Antony’s repeated use of the phrase ”but Brutus is an honorable man” cleverly implies an opposite meaning, stated just before he shows the people Caesar’s bloody corpse and connects the stab marks with conspirators.
Shakespeare’s Act III scene ii’s “speech-off” ends with a fired-up rabble of Romans ready to riot, as the blunt honesty of Brutus’s prose is upended by the poetic craftiness of Marc Anthony’s rhetorical style.
1700 years later, the context for comparing and contrasting the McCain eulogies could not be more different. These speeches, given in the National Cathedral in Washington, D.C., were not part of a political contest but given as a tribute to an American icon, Senator John McCain, when a malignant brain tumor caused his death on August 25, 2018.
McCain was a Vietnam War hero who twice lost a chance to be President of the United States. He lost the 2000 Republican presidential nomination to George W. Bush, who then won the White House. He lost the 2008 presidential race, running as a Republican against the Democratic nominee, Barack Obama.
The only similarities between the eulogies for Shakespeare’s Julius Caesar to the larger-than-life McCain is that both that both sets of speeches have excellent examples of rhetorical elements and both sets of speeches were publically delivered in the same venue by political rivals.
It was McCain’s rivals, former presidents, Barack Obama (Democrat) and George W. Bush (Republican), who addressed a crowd gathered at his funeral on September 1, 2018.
The transcripts of these speeches are available on numerous websites including the CBS News website or the NYTimes website along with videos of the speeches (Obama 19:26 and Bush 7:53).
These videos and transcripts can give teachers an opportunity to have students analyze the speeches for the elements from the rhetorical triangle that these politicians used in paying tribute to an American icon.
For example, students may note how Obama, who spoke first, described McCain by using the rule of thirds, “a warrior, a statesman, a patriot.”
They can call attention to Obama’s appeal to ethos, as he explained how McCain authorized him to speak at this occasion.
“So for someone like John to ask you, while he’s still alive, to stand and speak of him when he’s gone, is a precious and singular honor.”

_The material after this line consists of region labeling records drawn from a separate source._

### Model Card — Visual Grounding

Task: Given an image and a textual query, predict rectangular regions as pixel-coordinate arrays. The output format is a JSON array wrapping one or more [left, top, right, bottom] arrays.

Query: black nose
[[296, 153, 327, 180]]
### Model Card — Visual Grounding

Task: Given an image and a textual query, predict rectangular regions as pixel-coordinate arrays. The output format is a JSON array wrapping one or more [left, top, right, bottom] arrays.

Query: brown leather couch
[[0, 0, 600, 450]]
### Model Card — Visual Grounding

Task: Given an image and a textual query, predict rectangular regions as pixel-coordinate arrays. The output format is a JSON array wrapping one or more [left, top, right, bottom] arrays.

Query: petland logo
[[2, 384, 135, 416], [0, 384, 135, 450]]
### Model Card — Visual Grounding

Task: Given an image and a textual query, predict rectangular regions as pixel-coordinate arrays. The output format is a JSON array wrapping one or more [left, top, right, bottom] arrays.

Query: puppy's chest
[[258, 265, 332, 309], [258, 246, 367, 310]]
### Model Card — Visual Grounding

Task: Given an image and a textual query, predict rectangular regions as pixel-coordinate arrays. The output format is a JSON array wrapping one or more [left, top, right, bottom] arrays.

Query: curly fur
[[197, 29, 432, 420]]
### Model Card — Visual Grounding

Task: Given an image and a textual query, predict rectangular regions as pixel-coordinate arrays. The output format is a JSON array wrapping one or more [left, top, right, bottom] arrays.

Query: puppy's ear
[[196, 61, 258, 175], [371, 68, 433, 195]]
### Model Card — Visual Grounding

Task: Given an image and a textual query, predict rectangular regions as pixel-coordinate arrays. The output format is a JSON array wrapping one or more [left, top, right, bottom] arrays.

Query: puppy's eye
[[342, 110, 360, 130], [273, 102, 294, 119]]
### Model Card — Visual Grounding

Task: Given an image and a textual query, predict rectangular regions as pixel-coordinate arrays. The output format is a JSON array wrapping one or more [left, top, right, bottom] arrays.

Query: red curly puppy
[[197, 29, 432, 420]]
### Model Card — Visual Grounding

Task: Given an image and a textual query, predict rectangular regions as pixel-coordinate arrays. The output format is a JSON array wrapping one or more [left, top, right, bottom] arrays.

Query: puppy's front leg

And they may note how Obama used an antithesis in his tribute saying,
“It’s not based on where our parents or grandparents came from, or how recently they arrived, but on adherence to a common creed: That all of us are created equal.”
Then, in Bush’s speech, students may notice an appeal to ethos,
“He [McCain] was honest, no matter whom it offended. Presidents were not spared.”
They may notice Bush also used repetition stating:
“If we are ever tempted to forget who we are, to grow weary of our cause, John’s voice will always come as a whisper over our shoulder: We are better than this. America is better than this.”
Or Bush’s use of a rhetorical question, “Where did such strength of conviction come from?”
Giving students copies of the transcripts of these speeches lets them find the evidence where the speaker:
- uses an emotional appeal?-pathos
- uses an appeal to reason?-logos
- establishes his credibility?-ethos
- uses a rhetorical question?
- uses humor?
- uses repetition?
- uses antithesis?
After finding the evidence, students could be asked to analyze each eulogy, before judging how well Obama and Bush used the elements of ethos, logos, and pathos.
In this example, students go as far back to the definitions of Aristotle and the examples of Shakespeare to study rhetoric. Then they can go back and analyze the speeches of two former Presidents of the United States of America.
But even the best of these literary tributes to John McCain fall short. History has already portrayed him as a man who only spoke “right on”, and one who let his actions speak louder than any rhetoric used to define him.